Das rote Backsteinhaus in der Elsmore Road in Manchester, in dem Abedi wohnte, war auch am Donnerstag noch weiträumig abgesperrt. Noch ist unklar, mit wem der Attentäter dort zuletzt zusammenlebte. Womit er sein Geld verdiente. Welche Freunde er hatte. Womöglich war er in mehreren Wohnungen gemeldet. Menschen, die ihn zu kennen glaubten, beschrieben ihn in britischen Medien als still, freundlich und unauffällig. Der Vorsitzende einer Moschee in Manchester berichtete aber, Abedi sei schnell wütend geworden. Vor zwei Monaten habe sich der junge Mann nachts in der Moschee versteckt, um religiöse Bücher zu lesen. „Ich habe ihm gesagt, er solle gehen“, sagte Abdullah Muhsin Norris einem Fernsehsender. Abedi habe gesagt, er wolle nicht wie ein Kind behandelt werden.

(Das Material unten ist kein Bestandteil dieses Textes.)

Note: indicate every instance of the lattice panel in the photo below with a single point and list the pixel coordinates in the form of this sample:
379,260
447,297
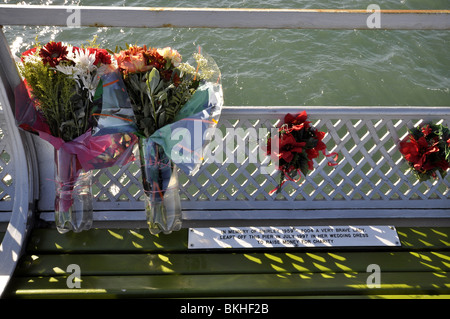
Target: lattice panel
371,171
6,167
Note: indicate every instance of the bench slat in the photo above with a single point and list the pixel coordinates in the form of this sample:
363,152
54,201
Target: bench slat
238,285
140,240
235,263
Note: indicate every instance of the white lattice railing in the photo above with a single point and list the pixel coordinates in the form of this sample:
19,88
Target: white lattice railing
371,181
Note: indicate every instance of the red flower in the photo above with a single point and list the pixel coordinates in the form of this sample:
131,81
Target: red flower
426,130
289,146
410,149
297,122
53,53
28,52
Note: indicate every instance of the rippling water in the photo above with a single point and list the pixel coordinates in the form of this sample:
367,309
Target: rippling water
292,67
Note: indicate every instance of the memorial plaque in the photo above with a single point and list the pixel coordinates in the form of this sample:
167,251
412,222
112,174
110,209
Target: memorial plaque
292,236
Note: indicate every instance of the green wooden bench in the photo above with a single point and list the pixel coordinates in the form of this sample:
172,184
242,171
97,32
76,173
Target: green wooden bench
121,263
120,259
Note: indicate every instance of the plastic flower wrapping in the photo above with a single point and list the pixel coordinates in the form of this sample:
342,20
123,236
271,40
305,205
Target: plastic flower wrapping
296,145
164,101
58,97
427,150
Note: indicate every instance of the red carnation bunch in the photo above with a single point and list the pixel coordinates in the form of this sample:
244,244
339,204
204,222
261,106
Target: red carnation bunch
427,150
297,144
53,53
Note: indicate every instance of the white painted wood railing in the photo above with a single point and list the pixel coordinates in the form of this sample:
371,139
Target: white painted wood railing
371,182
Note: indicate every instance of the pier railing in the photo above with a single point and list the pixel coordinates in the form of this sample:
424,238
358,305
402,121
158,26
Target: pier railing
371,183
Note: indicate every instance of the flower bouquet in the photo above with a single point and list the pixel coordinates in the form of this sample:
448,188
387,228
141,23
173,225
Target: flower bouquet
56,100
427,150
173,103
296,145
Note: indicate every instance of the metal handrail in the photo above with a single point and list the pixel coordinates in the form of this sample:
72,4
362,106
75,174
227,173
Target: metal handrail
156,17
84,16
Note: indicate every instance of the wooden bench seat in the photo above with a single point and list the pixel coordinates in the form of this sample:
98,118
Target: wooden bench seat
121,263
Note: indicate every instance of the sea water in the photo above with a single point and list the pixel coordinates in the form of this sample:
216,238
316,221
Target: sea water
263,67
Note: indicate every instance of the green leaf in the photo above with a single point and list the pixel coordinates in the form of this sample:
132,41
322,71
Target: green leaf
153,80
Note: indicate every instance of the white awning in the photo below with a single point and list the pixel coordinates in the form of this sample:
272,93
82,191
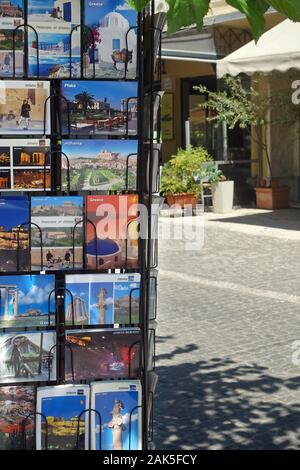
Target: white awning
277,49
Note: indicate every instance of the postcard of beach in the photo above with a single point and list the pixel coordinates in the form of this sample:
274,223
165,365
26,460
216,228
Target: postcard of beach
54,50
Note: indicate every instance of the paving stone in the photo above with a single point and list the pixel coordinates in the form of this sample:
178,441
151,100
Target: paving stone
228,317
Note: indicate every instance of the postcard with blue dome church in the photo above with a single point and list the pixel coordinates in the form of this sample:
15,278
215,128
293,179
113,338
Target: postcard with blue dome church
57,46
113,53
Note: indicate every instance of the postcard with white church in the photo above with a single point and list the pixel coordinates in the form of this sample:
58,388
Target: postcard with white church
111,46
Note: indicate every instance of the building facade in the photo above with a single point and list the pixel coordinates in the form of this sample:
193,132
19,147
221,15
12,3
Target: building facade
189,59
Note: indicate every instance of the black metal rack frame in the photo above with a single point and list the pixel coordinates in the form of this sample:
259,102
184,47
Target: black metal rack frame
147,184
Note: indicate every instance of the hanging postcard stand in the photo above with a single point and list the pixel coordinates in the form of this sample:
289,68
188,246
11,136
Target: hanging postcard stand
136,289
89,411
82,65
136,109
35,414
128,54
51,98
127,170
130,354
29,224
25,56
130,423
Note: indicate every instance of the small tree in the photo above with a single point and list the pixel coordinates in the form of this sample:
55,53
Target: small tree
183,173
244,107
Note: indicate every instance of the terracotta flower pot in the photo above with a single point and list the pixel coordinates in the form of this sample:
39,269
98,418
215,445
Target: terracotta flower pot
182,199
272,198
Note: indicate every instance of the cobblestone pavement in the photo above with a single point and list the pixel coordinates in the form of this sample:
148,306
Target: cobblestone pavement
229,316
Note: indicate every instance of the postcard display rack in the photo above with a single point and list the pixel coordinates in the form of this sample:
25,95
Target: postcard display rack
79,149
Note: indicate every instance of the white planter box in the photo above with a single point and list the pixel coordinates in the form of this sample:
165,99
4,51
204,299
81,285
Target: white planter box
222,193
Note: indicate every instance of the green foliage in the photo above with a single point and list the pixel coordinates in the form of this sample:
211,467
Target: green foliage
184,172
190,12
242,106
181,11
254,11
213,174
246,107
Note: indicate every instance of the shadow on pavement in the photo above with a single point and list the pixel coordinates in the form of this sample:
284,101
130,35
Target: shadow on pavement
222,405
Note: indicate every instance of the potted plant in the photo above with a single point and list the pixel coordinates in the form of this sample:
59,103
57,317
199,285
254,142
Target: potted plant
221,188
182,175
237,105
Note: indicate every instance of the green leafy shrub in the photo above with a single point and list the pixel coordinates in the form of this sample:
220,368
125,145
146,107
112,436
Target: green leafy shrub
184,171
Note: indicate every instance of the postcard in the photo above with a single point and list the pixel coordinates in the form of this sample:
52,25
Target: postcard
119,406
63,409
102,353
99,164
152,298
24,300
112,232
101,108
11,37
22,105
28,357
102,299
25,165
14,233
113,52
16,404
55,51
60,220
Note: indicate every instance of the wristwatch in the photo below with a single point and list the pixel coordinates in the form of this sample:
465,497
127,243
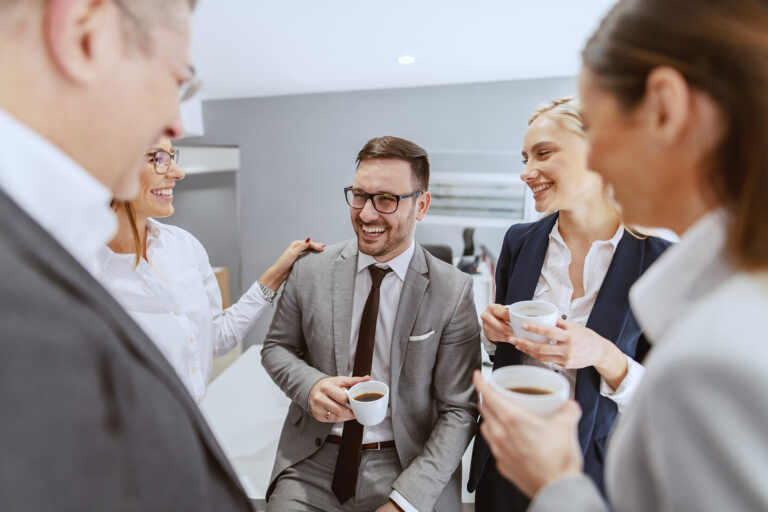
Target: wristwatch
269,293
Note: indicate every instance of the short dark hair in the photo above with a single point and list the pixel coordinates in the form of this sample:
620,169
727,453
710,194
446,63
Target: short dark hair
720,48
400,149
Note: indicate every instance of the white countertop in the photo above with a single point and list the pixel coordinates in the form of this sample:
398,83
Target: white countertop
246,411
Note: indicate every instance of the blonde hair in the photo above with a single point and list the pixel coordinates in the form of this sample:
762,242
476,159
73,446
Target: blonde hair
566,111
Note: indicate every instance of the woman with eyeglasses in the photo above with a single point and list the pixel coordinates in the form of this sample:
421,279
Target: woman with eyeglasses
583,260
161,275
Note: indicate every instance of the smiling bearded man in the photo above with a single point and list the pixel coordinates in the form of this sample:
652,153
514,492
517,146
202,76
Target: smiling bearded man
378,306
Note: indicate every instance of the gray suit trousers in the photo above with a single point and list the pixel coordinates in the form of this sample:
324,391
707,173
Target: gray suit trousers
306,486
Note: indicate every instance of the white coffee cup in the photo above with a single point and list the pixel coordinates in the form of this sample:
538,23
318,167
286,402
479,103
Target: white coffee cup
554,388
369,413
536,312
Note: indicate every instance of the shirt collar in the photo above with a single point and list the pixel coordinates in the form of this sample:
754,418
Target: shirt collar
55,191
681,276
614,241
399,264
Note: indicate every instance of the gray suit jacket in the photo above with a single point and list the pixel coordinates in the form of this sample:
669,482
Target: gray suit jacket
432,398
93,417
695,437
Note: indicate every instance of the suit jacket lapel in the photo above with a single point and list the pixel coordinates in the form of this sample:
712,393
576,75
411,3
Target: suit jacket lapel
414,288
44,252
523,281
344,271
608,316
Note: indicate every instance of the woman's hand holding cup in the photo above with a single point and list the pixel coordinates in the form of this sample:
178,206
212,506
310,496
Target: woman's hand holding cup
495,324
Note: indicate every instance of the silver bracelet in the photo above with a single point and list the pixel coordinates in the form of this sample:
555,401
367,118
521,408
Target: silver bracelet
268,293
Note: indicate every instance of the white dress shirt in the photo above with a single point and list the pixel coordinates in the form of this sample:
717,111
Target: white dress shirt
695,437
175,298
389,299
555,286
53,189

Die Eltern des Attentäters, die angeblich sehr religiös sind, sollen vor dem Gaddafi-Regime aus Libyen geflohen sein, ihr Sohn kam 1994 in Großbritannien zur Welt. Er wuchs in Manchester auf, ging dort zur Schule und begann auch ein Betriebswirtschaftsstudium, das er im vergangenen Jahr abbrach. Abedis Eltern leben inzwischen wieder in Libyen, sein Vater wurde dort verhaftet, ist aber wieder frei. Auch den jüngeren Bruder Hashim nahm die libysche Polizei fest, er soll sich als Mitglied des IS bezeichnet und behauptet haben, in die Anschlagspläne eingeweiht gewesen zu sein. Ein zweiter Bruder soll unter den Personen sein, die in Großbritannien verhaftet wurden. Über Abedis Schwester ist nichts bekannt.

Vorstrafen hatte Salman Abedi keine, aber er war dem britischen Geheimdienst aufgefallen, das räumte Innenministerin Amber Rudd bereits ein. Den Grund dafür nannte sie nicht. Ihr französischer Kollege Gérard Collomb sagte einem französischen Fernsehsender, Abedi sei nach Libyen „und dann wahrscheinlich nach Syrien“ gereist und habe sich anschließend „plötzlich radikalisiert“. Dann habe er sich „entschieden, diesen Anschlag zu begehen“, sagte der Minister, ohne Quellen zu nennen.

Die britische Regierung ließ am Donnerstag verbreiten, britische Sicherheitsbehörden hätten in den vergangenen vier Jahren 18 geplante Terroranschläge vereitelt. Allein seit der Attacke nahe dem Parlament in London im März seien fünf Attentate verhindert worden.

Der Inlandsgeheimdienst MI5 führe 500 Ermittlungen gleichzeitig, bis zu 3000 Personen seien dabei von besonderem Interesse. Zu diesem Personenkreis habe auch Salman Abedi gehört, hieß es aus der Regierung. Zuletzt sei er aber nicht mehr regelmäßig überprüft worden. Die Entscheidung, ob jemand als potenzieller Terrorist eingestuft werden müsse, sei „schwierig“.